Combien de temps durent les blessures des footballeurs ? « Une blessure musculaire implique en moyenne 15 à 18 jours d’absence. Les blessures ligamentaires, bien que diminuant au cours de la dernière décennie grâce à la prévention, nécessitent des délais plus longs, oscillant entre 20 et 35 jours en moyenne, sans compter les longs arrêts dus à des événements graves comme la rupture du ligament croisé antérieur », rappelle Bernetti.
Aujourd’hui, la gestion clinique de l’athlète « utilise des technologies qui mesurent objectivement la charge de travail mécanique et métabolique afin d’évaluer et d’intercepter les situations à risque de blessure potentielle. Les GPS et les capteurs inertiels portables quantifient les mouvements, les distances parcourues et les sprints maximaux. Ces paramètres – indique le médecin – sont désormais les principaux prédicteurs d’une éventuelle blessure musculaire indirecte due à la fatigue. fléchisseurs) est une sonnette d’alarme bien connue, largement documentée par diverses études scientifiques ».

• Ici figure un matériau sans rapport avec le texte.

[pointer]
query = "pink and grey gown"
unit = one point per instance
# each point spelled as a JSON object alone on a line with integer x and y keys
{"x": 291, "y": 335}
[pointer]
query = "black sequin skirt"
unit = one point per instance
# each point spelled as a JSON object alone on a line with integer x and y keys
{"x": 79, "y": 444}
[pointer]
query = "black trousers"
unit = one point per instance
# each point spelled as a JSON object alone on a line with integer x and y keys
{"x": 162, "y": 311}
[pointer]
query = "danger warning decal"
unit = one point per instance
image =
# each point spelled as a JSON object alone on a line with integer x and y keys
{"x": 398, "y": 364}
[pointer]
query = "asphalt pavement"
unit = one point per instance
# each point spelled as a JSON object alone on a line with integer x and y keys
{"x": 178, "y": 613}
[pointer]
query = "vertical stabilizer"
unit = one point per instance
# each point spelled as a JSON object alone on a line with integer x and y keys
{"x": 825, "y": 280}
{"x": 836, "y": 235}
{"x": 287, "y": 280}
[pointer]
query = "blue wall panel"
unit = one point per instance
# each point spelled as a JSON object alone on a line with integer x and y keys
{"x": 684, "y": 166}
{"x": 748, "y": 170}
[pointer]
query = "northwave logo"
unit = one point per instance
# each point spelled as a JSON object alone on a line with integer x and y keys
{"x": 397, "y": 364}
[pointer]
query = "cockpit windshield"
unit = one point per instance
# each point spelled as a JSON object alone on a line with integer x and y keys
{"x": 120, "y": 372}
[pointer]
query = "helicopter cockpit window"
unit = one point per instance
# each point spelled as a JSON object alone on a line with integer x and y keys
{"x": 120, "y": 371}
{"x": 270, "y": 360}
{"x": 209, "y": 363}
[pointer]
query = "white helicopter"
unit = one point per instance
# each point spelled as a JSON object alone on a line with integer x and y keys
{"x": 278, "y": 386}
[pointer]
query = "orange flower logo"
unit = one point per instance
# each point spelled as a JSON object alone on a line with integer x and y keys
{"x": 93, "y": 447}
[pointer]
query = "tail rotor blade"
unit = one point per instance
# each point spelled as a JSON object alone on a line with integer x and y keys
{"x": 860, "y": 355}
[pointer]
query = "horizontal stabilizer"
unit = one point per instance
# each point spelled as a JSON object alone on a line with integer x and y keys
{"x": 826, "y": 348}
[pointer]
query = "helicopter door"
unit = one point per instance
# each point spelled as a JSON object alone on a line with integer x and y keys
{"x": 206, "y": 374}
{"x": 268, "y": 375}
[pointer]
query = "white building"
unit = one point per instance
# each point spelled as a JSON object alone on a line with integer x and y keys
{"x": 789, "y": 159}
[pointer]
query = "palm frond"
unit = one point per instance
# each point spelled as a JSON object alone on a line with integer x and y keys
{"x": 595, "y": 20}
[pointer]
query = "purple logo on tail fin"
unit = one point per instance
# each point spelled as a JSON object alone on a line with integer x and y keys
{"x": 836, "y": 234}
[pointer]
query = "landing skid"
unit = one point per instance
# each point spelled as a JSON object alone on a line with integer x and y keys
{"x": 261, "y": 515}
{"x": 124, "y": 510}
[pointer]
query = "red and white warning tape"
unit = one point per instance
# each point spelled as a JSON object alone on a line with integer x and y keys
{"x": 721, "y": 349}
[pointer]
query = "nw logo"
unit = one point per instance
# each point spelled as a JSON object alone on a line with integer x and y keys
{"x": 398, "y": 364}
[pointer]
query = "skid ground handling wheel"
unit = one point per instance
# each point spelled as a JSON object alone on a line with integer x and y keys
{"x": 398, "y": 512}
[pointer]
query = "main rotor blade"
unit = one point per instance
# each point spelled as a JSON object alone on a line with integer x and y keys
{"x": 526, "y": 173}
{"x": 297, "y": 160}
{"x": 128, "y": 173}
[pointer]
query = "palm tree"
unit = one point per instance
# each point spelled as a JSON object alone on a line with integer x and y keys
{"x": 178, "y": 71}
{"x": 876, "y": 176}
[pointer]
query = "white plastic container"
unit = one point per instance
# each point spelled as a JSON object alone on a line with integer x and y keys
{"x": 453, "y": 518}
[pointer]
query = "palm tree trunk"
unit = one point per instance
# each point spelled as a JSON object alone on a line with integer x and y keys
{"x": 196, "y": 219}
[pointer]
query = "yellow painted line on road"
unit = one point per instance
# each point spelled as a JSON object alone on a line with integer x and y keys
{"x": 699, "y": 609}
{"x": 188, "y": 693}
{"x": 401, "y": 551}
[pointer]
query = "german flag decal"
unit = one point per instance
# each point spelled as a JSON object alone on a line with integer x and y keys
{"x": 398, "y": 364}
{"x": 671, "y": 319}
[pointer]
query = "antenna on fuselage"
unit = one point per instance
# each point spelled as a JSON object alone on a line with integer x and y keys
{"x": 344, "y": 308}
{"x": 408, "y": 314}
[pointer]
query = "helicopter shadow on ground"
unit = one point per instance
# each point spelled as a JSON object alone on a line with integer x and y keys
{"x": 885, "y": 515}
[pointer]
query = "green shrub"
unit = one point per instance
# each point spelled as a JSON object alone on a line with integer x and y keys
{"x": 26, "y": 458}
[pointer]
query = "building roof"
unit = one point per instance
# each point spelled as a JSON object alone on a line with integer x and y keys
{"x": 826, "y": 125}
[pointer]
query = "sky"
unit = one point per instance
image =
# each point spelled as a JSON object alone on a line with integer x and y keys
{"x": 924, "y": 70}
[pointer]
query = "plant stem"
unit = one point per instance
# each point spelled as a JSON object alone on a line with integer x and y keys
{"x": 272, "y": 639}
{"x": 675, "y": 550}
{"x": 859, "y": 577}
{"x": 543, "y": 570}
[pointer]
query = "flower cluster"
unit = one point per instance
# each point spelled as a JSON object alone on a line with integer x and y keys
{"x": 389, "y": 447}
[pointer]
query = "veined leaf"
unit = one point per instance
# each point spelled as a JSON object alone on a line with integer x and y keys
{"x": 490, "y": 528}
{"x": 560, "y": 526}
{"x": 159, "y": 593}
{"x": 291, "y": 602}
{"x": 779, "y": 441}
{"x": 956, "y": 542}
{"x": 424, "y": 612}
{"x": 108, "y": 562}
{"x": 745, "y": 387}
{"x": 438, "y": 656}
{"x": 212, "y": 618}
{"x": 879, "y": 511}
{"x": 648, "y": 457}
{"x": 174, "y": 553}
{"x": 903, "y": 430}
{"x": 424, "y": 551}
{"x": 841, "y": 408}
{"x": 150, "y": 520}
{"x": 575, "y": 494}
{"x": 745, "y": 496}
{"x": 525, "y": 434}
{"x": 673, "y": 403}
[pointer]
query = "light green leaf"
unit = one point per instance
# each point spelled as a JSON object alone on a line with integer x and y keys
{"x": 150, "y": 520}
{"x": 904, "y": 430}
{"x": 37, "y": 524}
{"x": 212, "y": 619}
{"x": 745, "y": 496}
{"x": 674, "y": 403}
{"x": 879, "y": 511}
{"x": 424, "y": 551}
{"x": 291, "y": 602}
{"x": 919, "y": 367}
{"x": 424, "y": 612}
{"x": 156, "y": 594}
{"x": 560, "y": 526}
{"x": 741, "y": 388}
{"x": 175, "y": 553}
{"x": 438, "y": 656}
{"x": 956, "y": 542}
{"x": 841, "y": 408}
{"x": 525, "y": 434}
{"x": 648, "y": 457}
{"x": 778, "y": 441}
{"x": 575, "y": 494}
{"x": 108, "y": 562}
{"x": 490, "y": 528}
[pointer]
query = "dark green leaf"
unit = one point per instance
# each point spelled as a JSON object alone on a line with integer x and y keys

Le rôle de l’intelligence artificielle. « C’est de plus en plus pertinent : des algorithmes avancés croisant les données biomécaniques, la fatigue subjective, la variabilité de la fréquence cardiaque et les métriques de terrain peuvent potentiellement signaler au personnel médical lorsqu’un joueur dépasse le seuil de sécurité », prévient-il.
Existe-t-il des protocoles d’un point de vue préventif ? « Bien sûr, l’intégration d’exercices tels que le Nordic Ischiojambier pour la prévention des blessures des muscles fléchisseurs, ainsi que les protocoles Fifa 11+, qui représentent une norme pour l’atténuation du risque de blessure. Lorsque le traumatisme survient, le projet de rééducation guidé par le médecin spécialiste vise à restaurer une anatomie normale et un ‘Retour à la Performance’ (RTPer), qui garantit des performances optimales et le plus faible risque de récidive possible. En parlant de blessures musculaires – explique Bernetti – les directives internationales soutiennent l’utilisation ciblée de thérapies infiltrantes. Le Prp (Platelet Rich Plasma) est de plus en plus utilisé pour moduler l’inflammation et soutenir la régénération tissulaire dans les lésions musculaires graves et les tendinopathies (patellaire, Achille). Naturellement, dans le cadre d’un projet de rééducation individuel qui comprend des exercices thérapeutiques, y compris dans l’eau, la physiothérapie instrumentale et l’utilisation de technologies de dernière génération – conclut-il – doivent être constamment surveillées tant du point de vue clinique que biomécanique, à travers des instruments capables d’objectiver les différents paramètres ».